Process Audit & Process Compliance software solution
Organizations of nearly every shape and size will eventually have to undergo a series of audits. As failure to achieving or maintaining compliance with expected standards can lead to considerable penalties and distress, it is crucial to be prepared and to have a well-informed team shouldering the process. Enterprise Process Center is geared to streamline process audit through its ability to create plans and schedules, archive results for reporting purposes, and document corrective and preventive action plans. Moreover, high-level policies can be subdivided into pragmatic business rules to be associated with the affected parts of the business architecture. By using EPC when taking on compliance initiatives, organizations are that much more likely to succeed, as they apply a structured, timely, and comprehensive approach in adhering to regulatory standards.
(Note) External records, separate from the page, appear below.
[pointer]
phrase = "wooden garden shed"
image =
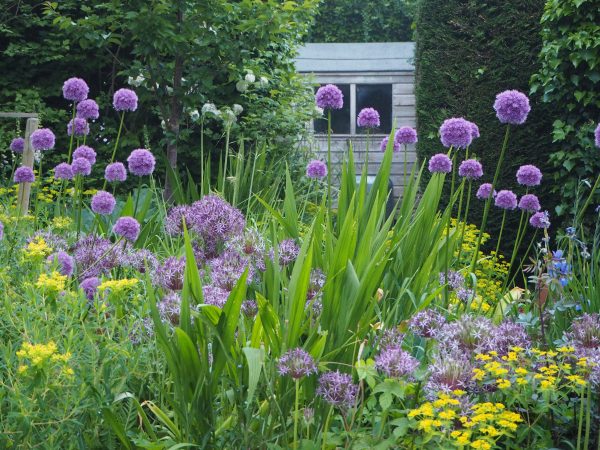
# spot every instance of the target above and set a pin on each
(378, 75)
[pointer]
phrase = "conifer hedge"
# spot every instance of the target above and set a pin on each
(466, 53)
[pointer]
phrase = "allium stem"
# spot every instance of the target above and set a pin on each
(488, 202)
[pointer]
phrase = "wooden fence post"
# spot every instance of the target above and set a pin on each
(25, 188)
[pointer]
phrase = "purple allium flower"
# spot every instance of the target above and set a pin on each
(540, 220)
(127, 227)
(484, 191)
(529, 175)
(169, 274)
(90, 286)
(65, 261)
(24, 174)
(83, 151)
(316, 169)
(426, 323)
(43, 139)
(440, 163)
(337, 389)
(125, 100)
(17, 145)
(471, 169)
(141, 162)
(103, 203)
(512, 107)
(296, 363)
(63, 171)
(115, 172)
(329, 97)
(383, 146)
(529, 203)
(406, 135)
(506, 199)
(456, 132)
(81, 166)
(214, 295)
(288, 252)
(368, 118)
(88, 109)
(78, 126)
(453, 279)
(396, 363)
(75, 89)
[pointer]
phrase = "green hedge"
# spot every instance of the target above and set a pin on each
(467, 52)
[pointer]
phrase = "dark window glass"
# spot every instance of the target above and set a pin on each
(378, 96)
(340, 118)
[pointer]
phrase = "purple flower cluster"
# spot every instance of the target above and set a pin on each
(337, 389)
(316, 169)
(103, 203)
(440, 163)
(115, 172)
(43, 139)
(470, 169)
(125, 100)
(17, 145)
(75, 89)
(88, 109)
(24, 174)
(141, 162)
(506, 199)
(512, 107)
(368, 118)
(329, 97)
(296, 363)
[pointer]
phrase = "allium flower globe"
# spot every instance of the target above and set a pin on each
(529, 203)
(470, 169)
(63, 171)
(115, 172)
(24, 174)
(75, 89)
(127, 227)
(81, 166)
(125, 100)
(368, 118)
(83, 151)
(88, 109)
(456, 132)
(296, 363)
(43, 139)
(17, 145)
(329, 97)
(512, 107)
(440, 163)
(529, 175)
(506, 199)
(103, 203)
(141, 162)
(406, 135)
(316, 169)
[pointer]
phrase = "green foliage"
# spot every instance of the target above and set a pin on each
(467, 52)
(568, 79)
(359, 21)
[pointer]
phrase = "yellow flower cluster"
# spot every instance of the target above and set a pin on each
(40, 356)
(51, 284)
(479, 427)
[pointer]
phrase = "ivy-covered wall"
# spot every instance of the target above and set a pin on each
(466, 53)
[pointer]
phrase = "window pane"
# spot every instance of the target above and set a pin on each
(340, 118)
(378, 96)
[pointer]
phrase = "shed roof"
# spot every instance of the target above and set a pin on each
(356, 57)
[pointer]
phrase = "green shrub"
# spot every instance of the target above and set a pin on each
(466, 53)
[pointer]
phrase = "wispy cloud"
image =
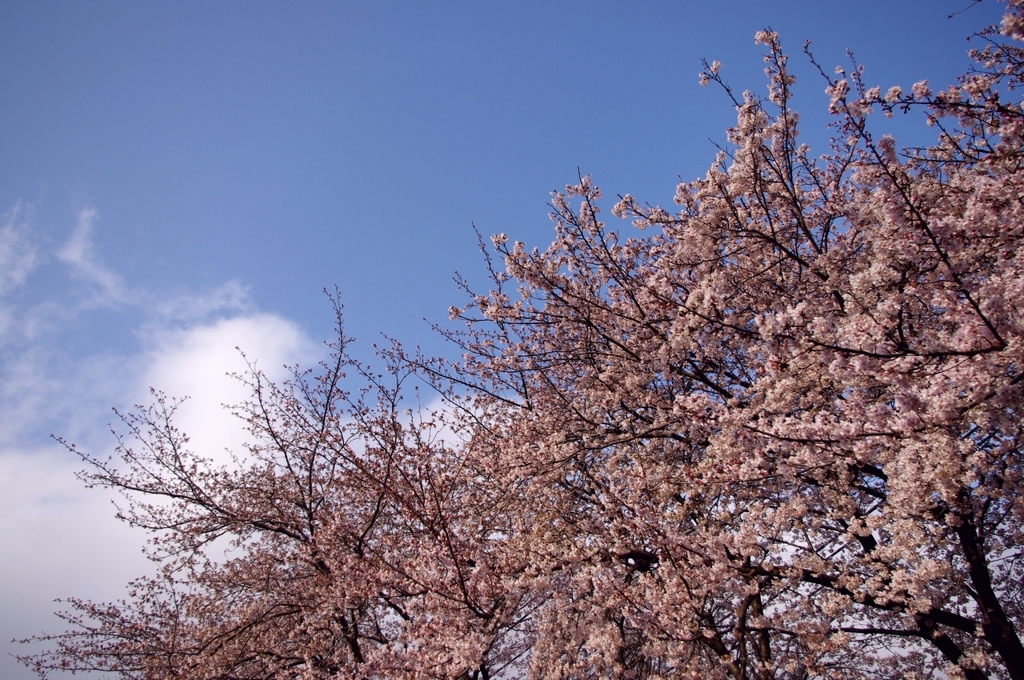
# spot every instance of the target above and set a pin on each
(57, 538)
(107, 287)
(17, 259)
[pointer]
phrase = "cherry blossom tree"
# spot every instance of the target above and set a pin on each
(776, 433)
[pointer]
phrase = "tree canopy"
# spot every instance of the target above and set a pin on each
(775, 432)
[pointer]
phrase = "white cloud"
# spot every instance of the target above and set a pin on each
(56, 538)
(196, 363)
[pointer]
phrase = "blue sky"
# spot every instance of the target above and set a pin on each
(180, 178)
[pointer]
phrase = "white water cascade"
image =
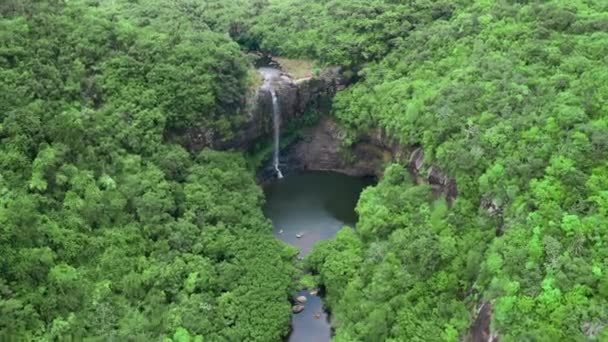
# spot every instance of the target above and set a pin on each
(276, 120)
(271, 77)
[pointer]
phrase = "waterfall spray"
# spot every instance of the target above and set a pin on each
(276, 119)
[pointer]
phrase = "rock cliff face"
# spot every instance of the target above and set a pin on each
(321, 149)
(296, 97)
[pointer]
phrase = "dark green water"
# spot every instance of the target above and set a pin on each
(316, 205)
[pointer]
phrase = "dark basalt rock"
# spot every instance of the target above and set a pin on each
(296, 97)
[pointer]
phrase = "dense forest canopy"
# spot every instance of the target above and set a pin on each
(110, 229)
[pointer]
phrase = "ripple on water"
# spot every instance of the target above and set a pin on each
(315, 205)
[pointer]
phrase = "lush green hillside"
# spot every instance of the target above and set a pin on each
(511, 100)
(109, 230)
(106, 230)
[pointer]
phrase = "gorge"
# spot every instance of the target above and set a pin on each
(424, 170)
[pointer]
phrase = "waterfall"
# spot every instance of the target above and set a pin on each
(276, 120)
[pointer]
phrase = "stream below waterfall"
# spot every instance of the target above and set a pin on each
(313, 205)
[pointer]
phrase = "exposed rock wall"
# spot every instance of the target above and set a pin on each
(322, 148)
(296, 97)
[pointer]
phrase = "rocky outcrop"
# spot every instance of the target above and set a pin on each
(431, 175)
(296, 97)
(321, 148)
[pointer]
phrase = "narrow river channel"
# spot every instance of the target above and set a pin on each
(306, 208)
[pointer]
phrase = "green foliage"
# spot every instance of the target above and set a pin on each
(507, 98)
(107, 230)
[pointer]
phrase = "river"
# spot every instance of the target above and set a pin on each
(313, 205)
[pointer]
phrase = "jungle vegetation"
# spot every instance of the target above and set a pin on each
(111, 229)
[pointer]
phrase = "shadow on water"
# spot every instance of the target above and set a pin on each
(313, 205)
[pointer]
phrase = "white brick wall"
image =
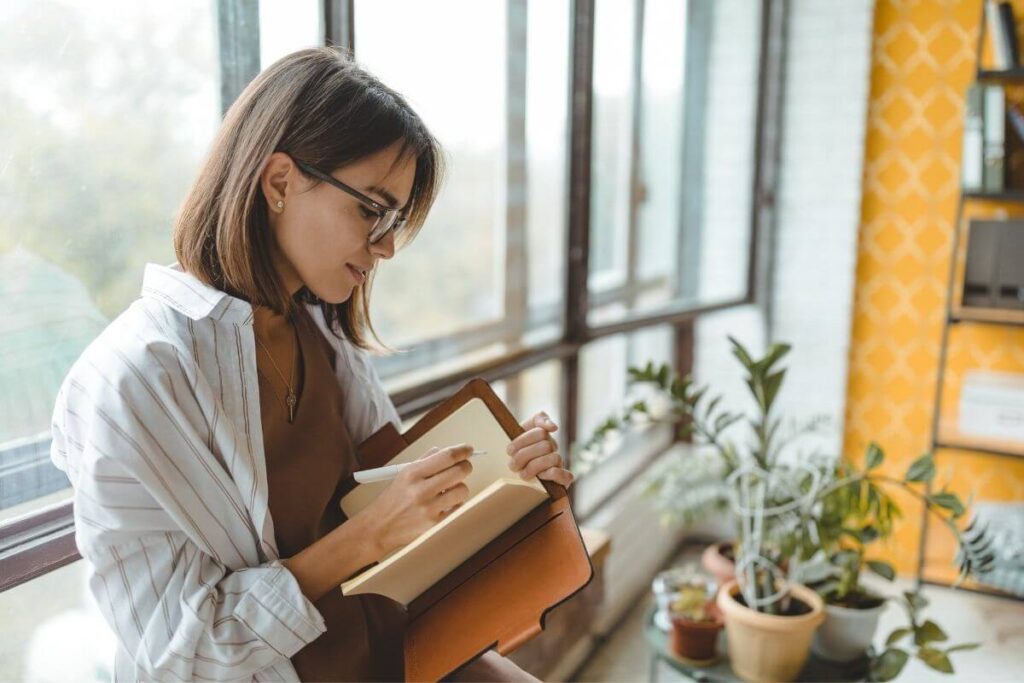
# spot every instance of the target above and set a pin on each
(823, 114)
(827, 66)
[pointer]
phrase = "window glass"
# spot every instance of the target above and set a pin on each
(53, 630)
(456, 289)
(108, 110)
(287, 26)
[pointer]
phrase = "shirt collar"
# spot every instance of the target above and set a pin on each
(190, 296)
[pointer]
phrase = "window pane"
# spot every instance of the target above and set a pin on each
(612, 125)
(687, 239)
(727, 172)
(662, 140)
(108, 110)
(603, 393)
(547, 155)
(450, 278)
(286, 26)
(488, 266)
(53, 631)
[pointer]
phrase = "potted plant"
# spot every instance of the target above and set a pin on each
(696, 622)
(857, 510)
(781, 505)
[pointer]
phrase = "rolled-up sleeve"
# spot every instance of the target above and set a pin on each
(170, 551)
(182, 615)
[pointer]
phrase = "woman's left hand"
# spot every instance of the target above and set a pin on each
(535, 453)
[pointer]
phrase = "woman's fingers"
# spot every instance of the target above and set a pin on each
(530, 452)
(448, 477)
(538, 465)
(450, 499)
(558, 475)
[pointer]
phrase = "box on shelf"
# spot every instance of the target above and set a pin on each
(991, 406)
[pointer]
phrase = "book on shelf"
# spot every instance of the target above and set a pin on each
(991, 406)
(972, 159)
(1000, 51)
(1001, 30)
(994, 135)
(993, 272)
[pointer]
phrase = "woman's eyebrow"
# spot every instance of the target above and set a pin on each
(388, 198)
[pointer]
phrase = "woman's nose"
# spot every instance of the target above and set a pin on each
(385, 246)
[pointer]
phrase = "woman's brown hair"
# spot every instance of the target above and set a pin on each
(317, 105)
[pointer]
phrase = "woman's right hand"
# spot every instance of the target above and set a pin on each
(422, 495)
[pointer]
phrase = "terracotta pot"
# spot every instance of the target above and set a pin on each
(846, 633)
(697, 641)
(769, 647)
(717, 564)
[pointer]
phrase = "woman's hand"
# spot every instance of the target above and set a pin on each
(422, 495)
(535, 453)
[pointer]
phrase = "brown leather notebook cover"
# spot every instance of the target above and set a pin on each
(500, 596)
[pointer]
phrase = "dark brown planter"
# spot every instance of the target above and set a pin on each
(697, 641)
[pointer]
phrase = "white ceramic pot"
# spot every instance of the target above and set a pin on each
(846, 633)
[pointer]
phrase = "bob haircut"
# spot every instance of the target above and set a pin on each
(317, 105)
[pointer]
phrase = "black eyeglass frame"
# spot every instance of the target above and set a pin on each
(387, 217)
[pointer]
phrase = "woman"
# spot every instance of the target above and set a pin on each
(207, 429)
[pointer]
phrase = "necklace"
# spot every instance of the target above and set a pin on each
(291, 399)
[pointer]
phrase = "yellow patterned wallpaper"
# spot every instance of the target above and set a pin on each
(923, 60)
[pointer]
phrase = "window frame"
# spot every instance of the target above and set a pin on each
(43, 541)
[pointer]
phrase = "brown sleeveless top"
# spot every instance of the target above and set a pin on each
(306, 460)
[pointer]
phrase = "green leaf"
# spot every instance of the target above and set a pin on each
(663, 377)
(740, 352)
(884, 569)
(948, 501)
(915, 600)
(889, 665)
(875, 457)
(897, 635)
(929, 632)
(772, 385)
(922, 470)
(937, 659)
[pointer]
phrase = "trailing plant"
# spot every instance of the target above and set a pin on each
(921, 638)
(801, 503)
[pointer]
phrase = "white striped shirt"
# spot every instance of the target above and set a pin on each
(158, 426)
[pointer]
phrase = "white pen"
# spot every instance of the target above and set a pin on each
(390, 471)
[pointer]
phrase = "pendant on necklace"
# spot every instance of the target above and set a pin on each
(291, 406)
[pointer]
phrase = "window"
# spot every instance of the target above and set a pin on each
(673, 124)
(109, 108)
(286, 26)
(484, 276)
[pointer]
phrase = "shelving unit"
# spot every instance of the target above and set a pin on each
(945, 434)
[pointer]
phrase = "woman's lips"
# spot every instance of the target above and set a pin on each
(355, 273)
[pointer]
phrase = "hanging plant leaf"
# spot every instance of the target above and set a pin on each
(937, 659)
(889, 665)
(929, 632)
(884, 569)
(875, 457)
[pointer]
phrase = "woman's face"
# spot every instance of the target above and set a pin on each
(322, 230)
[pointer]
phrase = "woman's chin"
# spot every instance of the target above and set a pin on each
(335, 295)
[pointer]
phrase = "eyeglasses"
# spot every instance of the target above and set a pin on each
(387, 218)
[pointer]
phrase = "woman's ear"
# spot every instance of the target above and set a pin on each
(274, 180)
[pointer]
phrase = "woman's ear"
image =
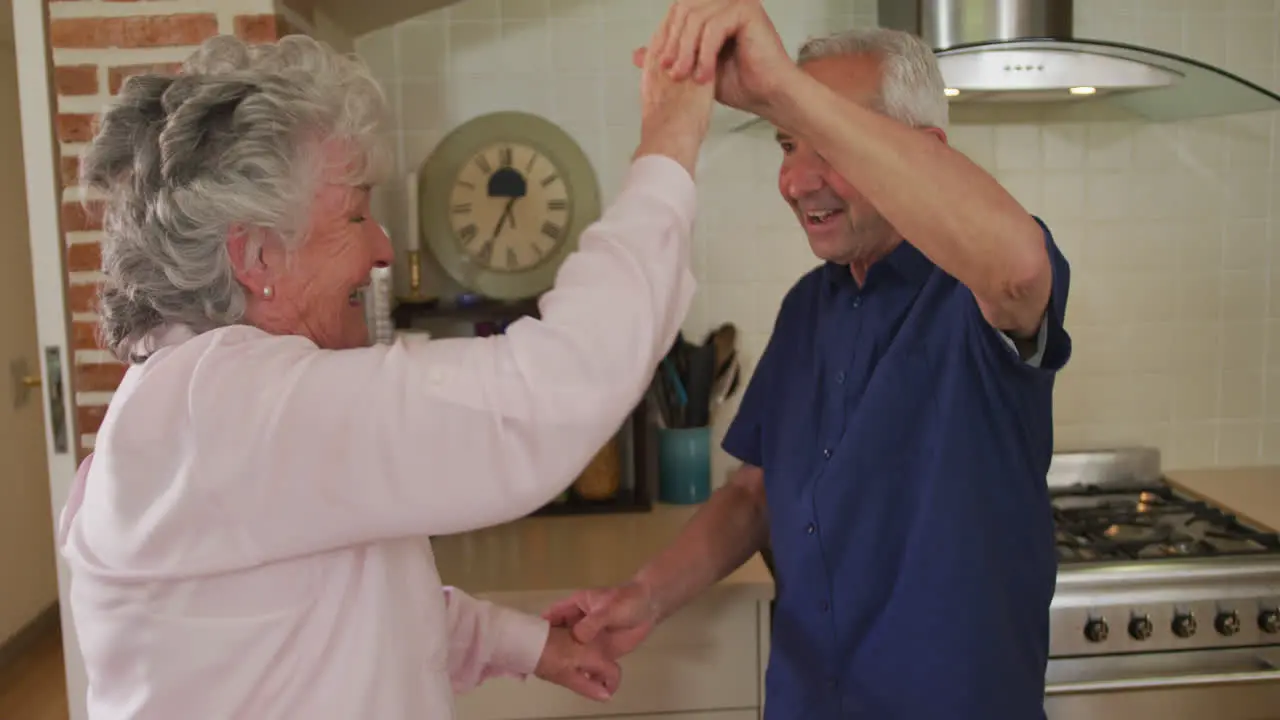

Enterprise Process Center® recognized by Gartner® as a global leader in Business Operation System, Operational Intelligence & Enterprise Business Process Analysis (EBPA) including Enterprise Architecture, Business Process Analysis, Strategy-to-Execution & Workflow Automation.
The EPC toolkit provides organizations with:
Audit planning & Scheduling
Set audit plans:
Users can plan audits and can add descriptions which include details such as audit sample sizes, prerequisites & procedures, and much more. This way, process audits can be streamlined and can be executed consistently with confidence.
Assign resources to audits:
Management can assign individuals to a specific audit, which ensures a high level of accountability on their part. These individuals become compliance champions and consequently encourage their peers to abide to guidelines set to remain compliant.
Create an audit schedule:
The EPC can also be used to create a schedule of recurrent audits, where details such as the audit date and important remarks can be included. This way, the organization never misses an opportunity to validate their compliance, which can create significant repercussions if not maintained.
Audit Results & Reporting
Capture audit results:
The EPC contains a repository that is designed to hold audit history and results. Auditors can insert comments, a pass/fail grade, specifics for each evaluated sample, and indicate how accurate and complete individual controls are at mitigating risks.
Completion, review and approval trail:
Users can see the stakeholders involved in audit results approval cycle. This ensures a high degree of accountability and creates a way to clarify inconsistencies, should any be encountered later on.
Complete audit trails:
Every object within the EPC is equipped with version control and audit trails describing every modification made on it ever since its inception (who, what, when). These can also be exported into Excel for distribution purposes, and can also be reported on through the EPC’s BI platform. The EPC also keeps an archive of previous versions to compare one with another and to use as a baseline for improvement tracking.
CAPA & Action Item Management
Users can indicate the issues found during a given audit, their root cause, and the action items that must be performed to patch them.
Corrective and Preventive Action plans:
Based on failed audits, the EPC documents the CAPAs that need to be undertaken to achieve or maintain compliance. These are very common to ISO and other compliance standards.
Assign action items:
Corrective or preventive action items can be assigned to specific resources with a certain priority level and a deadline for completion. Employees can, in turn, indicate their progress throughout these endeavors.
Identification and Prevention:
Perhaps the most important key success factor to follow in any compliance-based undertaking is to adequately document the required procedures to follow as well as to ensure that these procedures are followed consistently. The EPC is fully capable of providing users with a way to manage and document these endeavors through its rule, control and measure modules.
Monitoring and detection:
The EPC can monitor compliance programs through a variety of reports. These leverage corresponding measurements, procedures and controls to evaluate progress as well as current alignment with the required level of compliance.
Compliance through Ownership:
One of the biggest issues faced during process compliance initiatives is a lack of commitment from the different levels of management. The EPC encourages buy-in on every organizational level through assigning ownership on processes and rules.
As many compliance initiatives tend to lose traction when information isn’t kept actual, the EPC prompts responsible employees on a timely basis to review content to ensure that currency is maintained.
When business rules are connected to tasks and processes, employees can better understand why certain activities must be performed in a certain fashion. They are therefore much more likely to follow procedure as required.
Laws and Business Rules
Convert laws and policies into rules:
As a single compliance requirement can require several rules to be enforced across an organization, users can integrate them into their processes by creating a set of rules to be followed and applying them to specific tasks.
Organizational and process-based rules:
Rules can apply to both organizations (e.g. “All newly hired employees must have at least two years of experience”) or to processes (e.g. Inventory must be reordered when the Kanban bin is empty).The EPC can assign rules to both.
Document rule implications:
Employees can indicate a rule’s source, history, type, and description, can assign employees to them, and can even include examples to help clarify the rule’s implications.
Visualize affected parts of the business architecture
Management can see which processes and organizational units can be affected by a change in regulations, as well as see which risks can arise when attempting to comply with them.